FOR ABOUT 31 months, there has been no federal law authorizing aid to surface transportation programs. Money has continued to flow under a series of temporary extension measures, which is not unprecedented — the last law was enacted 22 months after the previous one expired. But it is hardly the ideal way for Congress to do business. State governments, construction contractors and localities need the predictability that would come from a fresh five- or six-year bill, which congressional Republicans and Democrats and President Obama have promised — but no one can deliver.

The latest extension runs out June 30. The only vehicle that offers even short-term certainty is a two-year, $109 billion bill that passed the Senate 74 to 22 on March 14. The Republican House couldn’t produce even that much, and so it brings yet another 90-day extension bill to the conference committee negotiations that begin Tuesday.

Both parties would probably like to send a wad of road-building cash to their constituents during this election year, and the GOP has exploited that by trying to link a measure starting the Keystone XL pipeline to the transportation bill. But Democrats are resisting. The battle over Keystone has caused much delay and could end up making it impossible to get a bill at all this year.

Even without the Keystone issue, though, there would have been disagreements on transportation policy issues — such as how much to devote to mass transit and how to speed up often lengthy environmental and other reviews. Those issues cut across partisan lines, which is one reason Republican leaders could not muster a majority of their own House members behind a full-scale alternative to the Senate bill.

The deeper problem is what the parties agree on: No one wants to raise the gas tax, upon which the Federal Highway Trust Fund depends. Stuck at 18.4 cents per gallon since 1993, the tax has lost much of its value to inflation and is no longer sufficient to pay for the country’s transportation needs, especially in an era of more fuel-efficient cars and trucks.

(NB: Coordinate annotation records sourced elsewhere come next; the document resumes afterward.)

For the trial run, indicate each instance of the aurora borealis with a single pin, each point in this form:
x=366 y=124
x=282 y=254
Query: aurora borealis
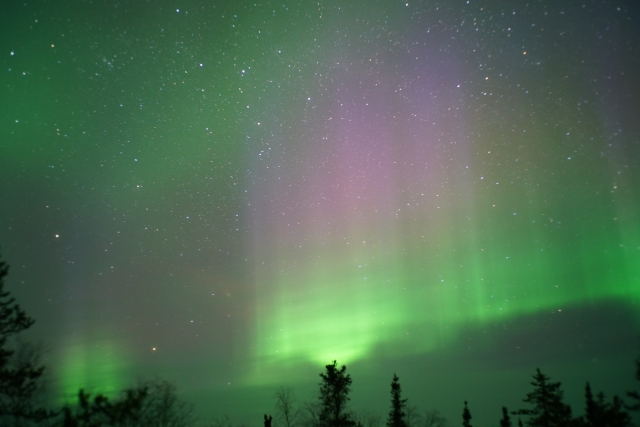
x=232 y=194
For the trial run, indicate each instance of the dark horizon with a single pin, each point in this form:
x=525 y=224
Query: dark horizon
x=232 y=195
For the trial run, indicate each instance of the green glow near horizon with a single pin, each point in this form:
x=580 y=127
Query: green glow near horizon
x=96 y=367
x=401 y=292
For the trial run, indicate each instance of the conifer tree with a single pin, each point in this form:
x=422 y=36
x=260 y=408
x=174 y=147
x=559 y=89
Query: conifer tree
x=634 y=394
x=466 y=416
x=334 y=397
x=506 y=420
x=18 y=383
x=396 y=414
x=548 y=409
x=599 y=413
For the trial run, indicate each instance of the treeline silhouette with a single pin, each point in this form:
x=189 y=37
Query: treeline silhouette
x=157 y=404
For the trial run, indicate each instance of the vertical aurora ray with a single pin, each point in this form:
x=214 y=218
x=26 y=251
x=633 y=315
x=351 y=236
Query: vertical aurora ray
x=97 y=366
x=396 y=220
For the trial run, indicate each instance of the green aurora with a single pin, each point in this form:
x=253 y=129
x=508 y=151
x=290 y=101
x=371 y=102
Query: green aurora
x=233 y=194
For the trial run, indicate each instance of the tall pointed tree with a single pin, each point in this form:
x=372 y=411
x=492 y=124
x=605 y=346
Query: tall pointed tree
x=547 y=408
x=466 y=416
x=396 y=414
x=334 y=397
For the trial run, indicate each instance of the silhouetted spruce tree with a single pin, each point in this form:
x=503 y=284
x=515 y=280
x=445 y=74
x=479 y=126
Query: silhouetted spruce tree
x=334 y=397
x=18 y=382
x=634 y=394
x=599 y=413
x=548 y=408
x=466 y=416
x=505 y=421
x=396 y=414
x=102 y=412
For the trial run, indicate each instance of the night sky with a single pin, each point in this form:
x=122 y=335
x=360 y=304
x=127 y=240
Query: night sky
x=232 y=194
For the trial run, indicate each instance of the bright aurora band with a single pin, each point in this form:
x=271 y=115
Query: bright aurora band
x=232 y=194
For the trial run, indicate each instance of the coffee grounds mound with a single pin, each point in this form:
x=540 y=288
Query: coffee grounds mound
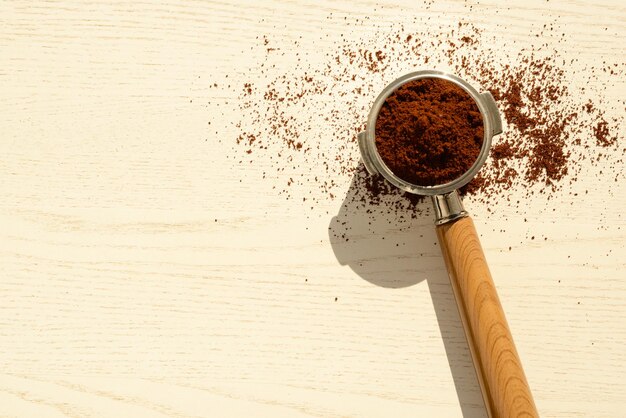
x=299 y=115
x=429 y=132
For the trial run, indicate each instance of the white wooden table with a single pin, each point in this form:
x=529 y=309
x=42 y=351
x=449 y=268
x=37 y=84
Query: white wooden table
x=140 y=278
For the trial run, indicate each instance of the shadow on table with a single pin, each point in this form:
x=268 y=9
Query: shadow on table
x=390 y=249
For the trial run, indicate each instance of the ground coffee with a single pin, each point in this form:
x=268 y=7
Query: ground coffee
x=429 y=132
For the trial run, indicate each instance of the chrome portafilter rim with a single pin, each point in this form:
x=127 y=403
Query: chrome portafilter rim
x=445 y=197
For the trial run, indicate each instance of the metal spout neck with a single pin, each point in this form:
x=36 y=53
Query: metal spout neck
x=448 y=207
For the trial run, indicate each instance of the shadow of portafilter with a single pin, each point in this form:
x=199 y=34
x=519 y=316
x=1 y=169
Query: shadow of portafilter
x=391 y=242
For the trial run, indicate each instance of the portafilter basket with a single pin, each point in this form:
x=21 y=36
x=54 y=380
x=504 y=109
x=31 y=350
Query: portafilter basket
x=499 y=370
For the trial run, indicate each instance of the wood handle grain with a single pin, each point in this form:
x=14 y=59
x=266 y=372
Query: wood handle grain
x=498 y=367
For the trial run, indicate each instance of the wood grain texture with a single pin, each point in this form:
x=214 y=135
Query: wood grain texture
x=498 y=367
x=145 y=274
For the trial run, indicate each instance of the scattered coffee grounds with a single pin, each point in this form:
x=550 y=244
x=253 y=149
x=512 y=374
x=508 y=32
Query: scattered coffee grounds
x=300 y=108
x=429 y=132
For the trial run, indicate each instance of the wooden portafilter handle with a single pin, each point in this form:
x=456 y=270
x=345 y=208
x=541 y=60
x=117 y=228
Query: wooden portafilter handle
x=498 y=367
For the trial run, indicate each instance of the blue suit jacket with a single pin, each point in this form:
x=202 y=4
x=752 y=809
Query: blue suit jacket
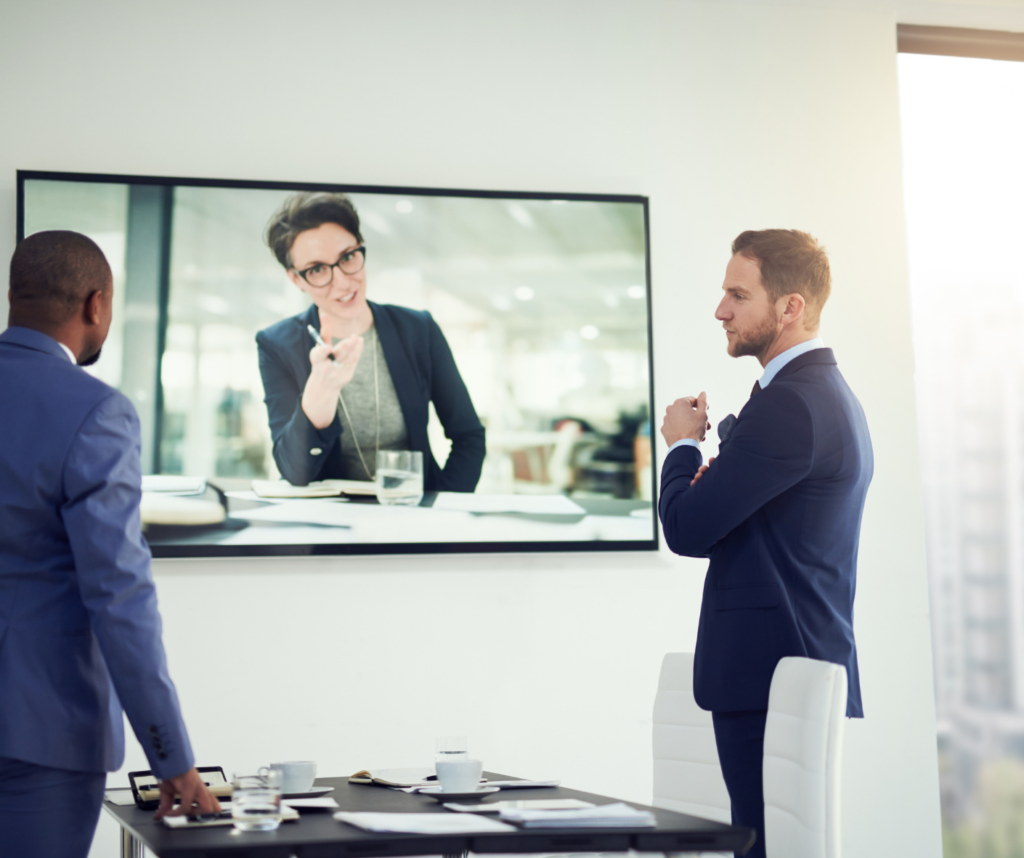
x=423 y=371
x=778 y=513
x=80 y=635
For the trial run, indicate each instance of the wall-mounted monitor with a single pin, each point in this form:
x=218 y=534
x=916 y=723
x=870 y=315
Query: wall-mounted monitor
x=275 y=337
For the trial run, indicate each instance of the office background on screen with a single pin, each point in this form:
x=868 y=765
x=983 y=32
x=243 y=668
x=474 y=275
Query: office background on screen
x=544 y=303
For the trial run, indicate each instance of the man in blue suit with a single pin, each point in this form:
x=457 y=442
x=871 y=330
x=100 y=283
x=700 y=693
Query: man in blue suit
x=80 y=634
x=778 y=511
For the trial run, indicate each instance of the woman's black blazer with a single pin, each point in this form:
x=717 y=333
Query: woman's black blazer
x=423 y=371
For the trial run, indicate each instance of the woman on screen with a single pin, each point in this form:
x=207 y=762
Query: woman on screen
x=363 y=378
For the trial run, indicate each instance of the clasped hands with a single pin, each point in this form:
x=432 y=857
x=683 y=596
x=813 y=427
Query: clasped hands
x=687 y=418
x=332 y=368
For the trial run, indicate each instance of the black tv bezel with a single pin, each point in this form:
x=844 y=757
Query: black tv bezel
x=335 y=549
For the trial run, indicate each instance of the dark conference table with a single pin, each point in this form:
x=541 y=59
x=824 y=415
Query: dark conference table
x=317 y=834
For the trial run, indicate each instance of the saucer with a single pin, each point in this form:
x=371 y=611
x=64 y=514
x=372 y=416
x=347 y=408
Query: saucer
x=439 y=795
x=311 y=792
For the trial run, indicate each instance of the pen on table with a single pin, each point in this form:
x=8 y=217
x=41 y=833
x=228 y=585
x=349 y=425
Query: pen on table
x=318 y=339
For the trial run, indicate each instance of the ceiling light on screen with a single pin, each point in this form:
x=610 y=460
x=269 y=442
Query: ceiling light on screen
x=376 y=222
x=214 y=304
x=519 y=214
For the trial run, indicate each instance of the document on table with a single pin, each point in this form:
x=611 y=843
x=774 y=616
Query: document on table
x=331 y=513
x=422 y=823
x=617 y=815
x=527 y=504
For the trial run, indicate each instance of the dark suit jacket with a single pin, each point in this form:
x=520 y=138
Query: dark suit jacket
x=423 y=371
x=778 y=513
x=80 y=634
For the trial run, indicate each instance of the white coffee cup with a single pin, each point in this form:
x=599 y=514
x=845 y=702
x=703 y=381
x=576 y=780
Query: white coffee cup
x=461 y=775
x=296 y=776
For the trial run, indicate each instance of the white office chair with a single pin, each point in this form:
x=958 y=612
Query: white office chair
x=802 y=758
x=687 y=774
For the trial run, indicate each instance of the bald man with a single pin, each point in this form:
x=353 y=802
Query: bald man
x=80 y=634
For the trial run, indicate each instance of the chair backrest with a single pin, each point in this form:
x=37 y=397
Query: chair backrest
x=687 y=774
x=802 y=759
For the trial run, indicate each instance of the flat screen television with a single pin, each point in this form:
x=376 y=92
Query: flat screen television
x=505 y=337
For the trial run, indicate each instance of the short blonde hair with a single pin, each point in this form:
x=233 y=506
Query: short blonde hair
x=791 y=262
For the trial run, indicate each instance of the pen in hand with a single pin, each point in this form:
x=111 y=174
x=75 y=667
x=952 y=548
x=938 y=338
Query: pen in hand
x=318 y=340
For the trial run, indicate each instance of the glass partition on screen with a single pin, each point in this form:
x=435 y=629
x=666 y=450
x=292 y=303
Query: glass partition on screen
x=541 y=301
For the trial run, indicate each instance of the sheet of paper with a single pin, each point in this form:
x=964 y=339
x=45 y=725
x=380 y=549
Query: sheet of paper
x=536 y=504
x=527 y=804
x=324 y=488
x=332 y=513
x=617 y=815
x=523 y=784
x=173 y=483
x=326 y=802
x=423 y=823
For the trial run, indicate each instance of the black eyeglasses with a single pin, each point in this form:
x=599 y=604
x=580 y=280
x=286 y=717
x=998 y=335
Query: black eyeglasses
x=350 y=262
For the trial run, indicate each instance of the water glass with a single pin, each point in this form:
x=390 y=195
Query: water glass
x=256 y=801
x=399 y=477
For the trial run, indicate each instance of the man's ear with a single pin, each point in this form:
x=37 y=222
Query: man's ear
x=92 y=310
x=795 y=307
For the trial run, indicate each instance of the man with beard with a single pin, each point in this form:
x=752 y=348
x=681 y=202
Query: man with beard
x=778 y=511
x=80 y=634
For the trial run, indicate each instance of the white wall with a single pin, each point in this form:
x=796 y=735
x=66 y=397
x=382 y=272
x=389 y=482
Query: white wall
x=729 y=117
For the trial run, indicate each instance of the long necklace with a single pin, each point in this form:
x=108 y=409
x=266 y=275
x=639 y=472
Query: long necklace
x=377 y=398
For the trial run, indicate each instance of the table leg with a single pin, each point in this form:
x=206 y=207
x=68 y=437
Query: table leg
x=131 y=847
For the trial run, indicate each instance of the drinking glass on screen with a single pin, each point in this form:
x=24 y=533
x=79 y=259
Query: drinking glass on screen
x=399 y=477
x=256 y=801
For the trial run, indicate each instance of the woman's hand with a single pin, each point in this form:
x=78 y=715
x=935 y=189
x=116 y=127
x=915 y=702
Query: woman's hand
x=320 y=397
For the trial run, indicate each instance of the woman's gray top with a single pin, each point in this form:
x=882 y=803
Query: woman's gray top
x=360 y=400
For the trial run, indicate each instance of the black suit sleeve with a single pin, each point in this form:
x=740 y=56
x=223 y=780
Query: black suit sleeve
x=299 y=448
x=771 y=448
x=456 y=412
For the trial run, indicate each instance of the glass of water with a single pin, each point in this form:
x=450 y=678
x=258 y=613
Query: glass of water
x=399 y=477
x=256 y=801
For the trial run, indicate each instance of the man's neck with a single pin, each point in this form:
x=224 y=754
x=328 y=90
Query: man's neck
x=784 y=342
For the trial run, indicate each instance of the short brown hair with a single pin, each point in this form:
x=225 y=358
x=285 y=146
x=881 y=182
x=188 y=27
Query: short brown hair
x=56 y=270
x=307 y=211
x=791 y=261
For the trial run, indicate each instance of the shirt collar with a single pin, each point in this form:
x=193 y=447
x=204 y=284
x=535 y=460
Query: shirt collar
x=779 y=360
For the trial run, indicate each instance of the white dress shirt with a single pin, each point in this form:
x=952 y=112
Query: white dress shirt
x=771 y=370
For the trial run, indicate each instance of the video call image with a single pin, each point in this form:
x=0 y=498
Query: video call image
x=280 y=344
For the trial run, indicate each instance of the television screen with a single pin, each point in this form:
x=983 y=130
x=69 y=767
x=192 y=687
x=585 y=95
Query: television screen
x=339 y=369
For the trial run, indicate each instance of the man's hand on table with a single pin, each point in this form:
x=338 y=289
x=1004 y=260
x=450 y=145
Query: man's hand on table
x=196 y=798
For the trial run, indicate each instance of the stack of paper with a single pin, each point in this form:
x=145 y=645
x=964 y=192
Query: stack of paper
x=422 y=823
x=617 y=815
x=324 y=488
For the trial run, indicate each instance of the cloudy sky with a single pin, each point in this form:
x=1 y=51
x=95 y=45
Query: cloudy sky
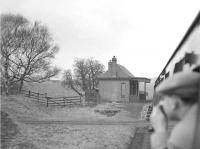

Consequently, the trust fund is nearly out of cash. The Congressional Budget Office says that the fund’s highway account will go to zero some time next year, and the mass transit account in 2014.

Instead of telling their constituents the truth — that well-maintained roads cost money, and some of that money has to come from motorists who use those roads — both Republicans and Democrats proposed to finance transportation through accounting gimmicks and stop-gaps. (An honorable exception was Sen. Mike Enzi (R-Wyo.), who at least floated the idea of indexing the gas tax to inflation.) The Senate bill, for example, would pay for part of its two years’ worth of spending with some $743 million that would be raised over the next 10 years. (The money would be raised by giving the government the authority to revoke the passports of tax delinquents, which analysts predict would encourage many of them to pay up.)

If passed, the Senate measure would consolidate overlapping programs and modestly streamline project approvals. It would buy time for Congress to consider a permanent financing fix, while construction projects proceed without fear of a sudden Trust Fund bankruptcy. If that sounds like faint praise for the bill, that’s because it’s the only kind it deserves.